New Delhi, November 4: The National Human Rights Commission (NHRC), while expressing dissatisfaction over actions initiated/taken so far to address the issue of air pollution in Delhi NCR amid stubble burning, has now directed the Chief Secretaries of Punjab, Haryana, Uttar Pradesh and Delhi to be present before it either personally or via hybrid mode on November 10 for a detailed discussion in this regard.
The Chief Secretaries of Punjab, Haryana, Uttar Pradesh and Delhi are expected to inform the NHRC within a week before this discussion about the steps taken by their respective governments to stop the burning of stubble in their regions.
Their reports would also so mention about the effect of smog towers and anti-smog guns as to how many such anti-smog guns are operational and what further steps governments concerned are taking in the near future. The report of Punjab and Haryana must also specifically inform about the effect of the scheme of in-situ management of crop residue.
The commission has given these directions after consideration of a report and material on record received from the Union Ministry of Environment, Forest and Climate Change (MoEF&CC) in response to its notice issued on June 22, 2022, after taking suo motu cognizance of media reports alleging that air pollution is a great threat to human health in India, reducing overall life expectancy by 5 years and 9.7 years for the people in Delhi.
The environment ministry has mentioned several steps being taken by the Centre as well as state governments to reduce air pollution levels. These include, among others, the implementation of the National Clean Air Programme (NCAP) for reducing levels of air pollution in non-attainment cities (NACS) of the country since January 2019 with a target to reduce the particulate matter concentration by 20-30% by 2024.
It also says that an overall improvement in ambient air quality has been observed in 75 cities and no significant change or increase in 14- cities during 2021-22 has been noted as compared to 2019-2020. However, 18 cities, which were within the prescribed National Ambient Air Quality Standard (PM10 less than 60 µg/m3) in 2019-20, have shown an increase in air pollution in 2021-22.
The NHRC has noted the measures taken so far, but observed that these are not enough to reduce the pollution level in NCT of Delhi. It is of the considered view that much more needs to be done to reduce the pollution level immediately.
The NHRC has observed that Article 47 of the Constitution reposes duty upon the state to raise the standard of living and to improve public health. Besides, any disturbance of the basic environment elements viz., air, water and soil, which are necessary for life, could be hazardous to life within the meaning of Article 21 of the Constitution.

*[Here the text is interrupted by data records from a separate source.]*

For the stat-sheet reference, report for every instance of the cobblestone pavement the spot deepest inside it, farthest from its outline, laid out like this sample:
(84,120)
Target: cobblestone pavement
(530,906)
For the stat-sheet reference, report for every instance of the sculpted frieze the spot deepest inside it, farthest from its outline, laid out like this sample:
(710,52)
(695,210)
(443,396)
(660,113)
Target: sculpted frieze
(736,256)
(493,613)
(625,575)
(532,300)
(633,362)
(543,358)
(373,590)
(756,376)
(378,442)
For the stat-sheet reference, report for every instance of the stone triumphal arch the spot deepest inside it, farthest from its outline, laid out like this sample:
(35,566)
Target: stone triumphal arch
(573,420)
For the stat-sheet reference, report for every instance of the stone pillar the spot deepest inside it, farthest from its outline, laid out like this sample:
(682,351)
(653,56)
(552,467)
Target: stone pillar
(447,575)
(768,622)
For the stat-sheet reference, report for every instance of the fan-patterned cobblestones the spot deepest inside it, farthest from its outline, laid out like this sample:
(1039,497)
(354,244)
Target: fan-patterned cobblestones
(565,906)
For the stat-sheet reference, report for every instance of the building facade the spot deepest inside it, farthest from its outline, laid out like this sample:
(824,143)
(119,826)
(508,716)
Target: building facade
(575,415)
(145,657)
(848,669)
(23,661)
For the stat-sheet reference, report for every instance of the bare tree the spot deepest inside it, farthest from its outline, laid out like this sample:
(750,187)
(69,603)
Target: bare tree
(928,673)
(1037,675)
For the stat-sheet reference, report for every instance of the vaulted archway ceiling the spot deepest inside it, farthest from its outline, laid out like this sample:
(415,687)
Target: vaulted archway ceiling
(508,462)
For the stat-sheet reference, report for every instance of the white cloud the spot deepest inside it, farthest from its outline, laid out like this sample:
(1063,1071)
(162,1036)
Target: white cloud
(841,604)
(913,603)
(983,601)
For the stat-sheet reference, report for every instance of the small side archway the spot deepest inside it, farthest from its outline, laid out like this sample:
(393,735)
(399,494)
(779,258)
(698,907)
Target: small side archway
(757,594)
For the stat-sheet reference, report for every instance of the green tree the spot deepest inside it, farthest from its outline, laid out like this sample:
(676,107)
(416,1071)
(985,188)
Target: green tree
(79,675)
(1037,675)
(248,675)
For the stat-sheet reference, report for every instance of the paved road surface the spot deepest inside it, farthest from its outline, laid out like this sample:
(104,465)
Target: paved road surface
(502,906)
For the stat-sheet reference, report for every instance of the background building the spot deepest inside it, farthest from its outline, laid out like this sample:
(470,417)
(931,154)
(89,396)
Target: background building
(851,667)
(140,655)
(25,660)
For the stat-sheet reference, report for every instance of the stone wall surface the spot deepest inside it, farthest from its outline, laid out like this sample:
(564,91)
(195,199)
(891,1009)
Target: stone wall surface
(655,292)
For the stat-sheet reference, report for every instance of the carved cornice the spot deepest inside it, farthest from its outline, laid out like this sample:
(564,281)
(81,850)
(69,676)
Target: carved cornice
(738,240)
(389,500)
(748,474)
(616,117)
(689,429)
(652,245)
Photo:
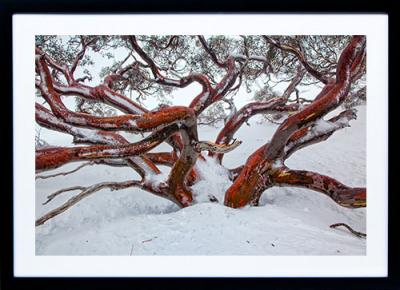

Despite several directions from time to time, nothing much has improved and one of the major causes of air pollution in Delhi and NCR region is crop/stubble burning in the states surrounding NCR.
It has been further observed that with the winter approaching, the NHRC, being the premier human rights body of the country, cannot remain a mute spectator of the situation affecting the human rights of the common citizens. It is of the considered view that notwithstanding several directions of the Supreme Court, National Green Tribunal and other authorities, the air quality in Delhi- NCR has not seen required improvement for a human-friendly environment, which cannot be allowed to remain so perpetually.